Ей нравилось его поддразнивать, ведь он так благодарно реагировал на ее сарказм: его лицо покрылось свекольными кляксами, взгляд словно прирос к столу, а вспотевшие пальцы нервно теребили коктейльную соломинку.

– Ну зачем ты так? – наконец выдавил он. – Если тебе интересно знать, я вообще к этому отношения не имею. Это мой отец...

– Что-о? – хохотнула Женя. – Слушай. По этому поводу надо выпить. Мне текилу. Ты у нас что пьешь, Мамонтов, молочный коктейль? – Она говорила не всерьез, но неожиданно попала в точку.

– Я за рулем, – оправдался он. – Женя, но я же не виноват. Да, у моего папаши такой вот бизнес... Что же теперь...

– Да я тебя ни в чем не упрекаю, что ты! – расхохоталась она, а сама подумала: «Гипертрофированно приличный сыночек сутенера – великолепный экземпляр в мою коллекцию!»

Помимо сильного голоса был у Жени еще один блистательный талант – вляпываться в неприятности. Сама она называла свой характер мягким словом «авантюрный». Посторонние же говорили о ней более резко – чокнутая.
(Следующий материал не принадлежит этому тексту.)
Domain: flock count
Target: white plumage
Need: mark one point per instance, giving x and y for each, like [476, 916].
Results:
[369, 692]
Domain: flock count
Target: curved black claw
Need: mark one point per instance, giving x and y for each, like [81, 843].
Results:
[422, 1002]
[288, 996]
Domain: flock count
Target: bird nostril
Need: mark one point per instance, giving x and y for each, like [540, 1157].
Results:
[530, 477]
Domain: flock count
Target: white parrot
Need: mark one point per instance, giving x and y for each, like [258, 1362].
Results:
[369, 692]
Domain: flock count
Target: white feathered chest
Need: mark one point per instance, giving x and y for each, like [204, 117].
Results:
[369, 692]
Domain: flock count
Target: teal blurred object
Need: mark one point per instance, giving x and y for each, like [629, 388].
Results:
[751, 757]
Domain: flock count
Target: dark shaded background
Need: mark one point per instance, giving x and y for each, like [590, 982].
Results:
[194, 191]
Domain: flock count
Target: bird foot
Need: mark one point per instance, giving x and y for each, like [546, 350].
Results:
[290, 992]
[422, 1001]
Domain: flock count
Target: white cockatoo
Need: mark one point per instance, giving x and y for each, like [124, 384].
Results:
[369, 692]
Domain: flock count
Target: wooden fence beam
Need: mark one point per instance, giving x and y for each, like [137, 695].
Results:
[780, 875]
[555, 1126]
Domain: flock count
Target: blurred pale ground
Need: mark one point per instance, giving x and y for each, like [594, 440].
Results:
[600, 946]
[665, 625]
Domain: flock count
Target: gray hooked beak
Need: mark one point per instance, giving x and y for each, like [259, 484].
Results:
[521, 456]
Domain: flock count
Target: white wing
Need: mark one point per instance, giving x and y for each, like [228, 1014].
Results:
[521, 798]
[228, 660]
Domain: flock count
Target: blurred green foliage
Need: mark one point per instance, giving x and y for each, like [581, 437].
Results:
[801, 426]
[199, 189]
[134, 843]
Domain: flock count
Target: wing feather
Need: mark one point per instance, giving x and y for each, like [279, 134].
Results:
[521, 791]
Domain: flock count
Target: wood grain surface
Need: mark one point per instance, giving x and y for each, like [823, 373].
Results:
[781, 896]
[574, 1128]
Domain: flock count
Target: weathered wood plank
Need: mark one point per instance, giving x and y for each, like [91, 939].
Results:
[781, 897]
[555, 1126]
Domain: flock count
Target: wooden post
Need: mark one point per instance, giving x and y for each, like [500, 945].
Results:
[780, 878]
Вся Женина жизнь, казалось, была подчинена саморазрушению. Как будто невидимый чертик, вечно при ней находившийся, все время толкал ее в спину. Ведь у ее сумасшедшинки не было никакого социального оправдания. Наоборот, по логике она должна была вырасти в спокойную домашнюю девочку, которую с раннего детства холили-лелеяли, кормили обедами из трех блюд плюс компот, закидывали подарками. Так нет же, в двенадцать лет она впервые сбежала из дома. Не из бомжатника-притона, где спят вповалку бездумно зачавшие ребенка алкоголики, а из двухкомнатной квартиры родителей-инженеров, где в полированном серванте привычно поблескивает хрусталь, а простыни всегда выглажены и тонко пахнут ароматической отдушкой. Женю же с детства тошнило от родительской благопристойности; ее тянуло туда, где дворовые заводилы передавали по кругу неумело свернутый косячок. Она лишилась невинности в тринадцать лет. А в четырнадцать вдруг стала школьной звездой, рассказав о своей сексуальной жизни скандальному периодическому изданию. Снабженная Жениными цветными фотографиями статья называлась «Школьницы и секс», и в то лето родители держали ее под замком, не позволяя сходить в одиночестве даже к ларьку с мороженым. На пятнадцатый день рождения ей была торжественно вручена гитара – отец надеялся, что музицирование хоть как-то отвлечет дочь, от которой все чаще попахивало в лучшем случае вином. В шестнадцать она собрала свою панк-группу. Едва ли наивные гитародарители предполагали, что музицировать их чадо будет в компании сальноволосых юношей, чьи тела были украшены сережками самого разного калибра. Серьги были везде – в пупке, бровях, ноздрях и даже – вот кошмар-то, а? – в сосках. Поддавшись общественному влиянию, украсила свое лицо и Женя – правда, ее сережка выглядела вполне невинно и пронзала всего лишь бровь.